# Ready to step up to the next level in lifting



## SuperSaiyan (Feb 18, 2016)

Been lifting for 2 years consistently and off and on before then. Really looking for someone who can help me hone in on my nutrition. I struggle with what to buy and eating frequently enough and I just don't have enough time with my job to really get it right myself. Anyone here and expert nutritionist who could help me reach some goals. I'm looking to cut some fat then try to stay at least somewhat lean from then on out. I know bulking will make me heavy but right now I'm know where near what I want and the world of nutrition just seems to time demanding for me
So after my long rant basically just looking for someone for a decent price can hook me up with a shopping list and what to eat every day. So I can really reach the next level in strength and physic


----------



## ECKSRATED (Feb 18, 2016)

Spongy is the nutrition guy around here. He's good at it too.


----------



## SuperSaiyan (Feb 18, 2016)

Whats the best way to contact him?


----------



## ToolSteel (Feb 18, 2016)

He'll be around before long


----------



## mickems (Feb 18, 2016)

Isn't his email address on his sig.?


----------



## bvs (Feb 18, 2016)

spongys email is HeliosNutrition@gmail.com

his forum sub section is
https://www.ugbodybuilding.com/forums/106-Helios-Nutrition


----------



## erny23 (May 9, 2016)

Don't overcomplicate it, just eat whenever you want... you don't have to eat 6 meals a day to grow. This is broscience.

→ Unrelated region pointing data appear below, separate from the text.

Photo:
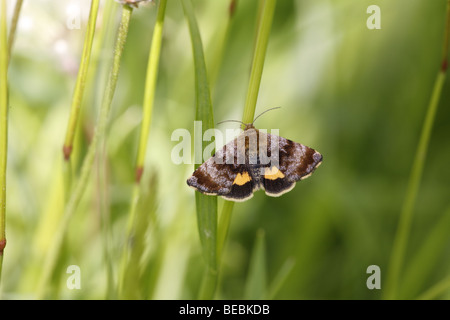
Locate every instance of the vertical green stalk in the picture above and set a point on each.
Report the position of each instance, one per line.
(206, 205)
(81, 80)
(12, 30)
(262, 39)
(150, 88)
(3, 127)
(434, 292)
(404, 226)
(99, 133)
(258, 60)
(149, 97)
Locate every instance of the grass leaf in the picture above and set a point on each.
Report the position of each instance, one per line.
(206, 206)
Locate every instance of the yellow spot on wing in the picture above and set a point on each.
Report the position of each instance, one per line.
(273, 173)
(242, 179)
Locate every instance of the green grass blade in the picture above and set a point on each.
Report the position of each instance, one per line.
(264, 27)
(206, 206)
(281, 278)
(149, 97)
(262, 38)
(81, 80)
(150, 87)
(54, 252)
(426, 258)
(3, 127)
(406, 214)
(256, 286)
(13, 28)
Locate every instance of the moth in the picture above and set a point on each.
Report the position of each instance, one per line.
(255, 160)
(134, 3)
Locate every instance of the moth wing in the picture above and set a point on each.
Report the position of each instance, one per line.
(295, 162)
(223, 175)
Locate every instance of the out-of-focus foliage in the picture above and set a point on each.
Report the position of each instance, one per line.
(356, 95)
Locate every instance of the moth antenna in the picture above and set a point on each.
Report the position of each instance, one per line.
(264, 112)
(231, 121)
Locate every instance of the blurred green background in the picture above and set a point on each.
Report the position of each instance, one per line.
(358, 96)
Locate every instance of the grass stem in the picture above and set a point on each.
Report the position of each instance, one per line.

If anything it would be the opposite as studies have shown that after a meal, your test drops. Concentrate on total calories and not eating every 2/3 hours like the supplement companies recommend.


----------



## gymrat827 (May 9, 2016)

get with our spong and he will guide you.  spend at least 12wks with him so you learn from him, so you ll know what to do when your time together is done.  

a 12wk diet followed by another 10wks of 80% of your 12wk diet will really take you a long way.  24wks can bring a lot of change.


----------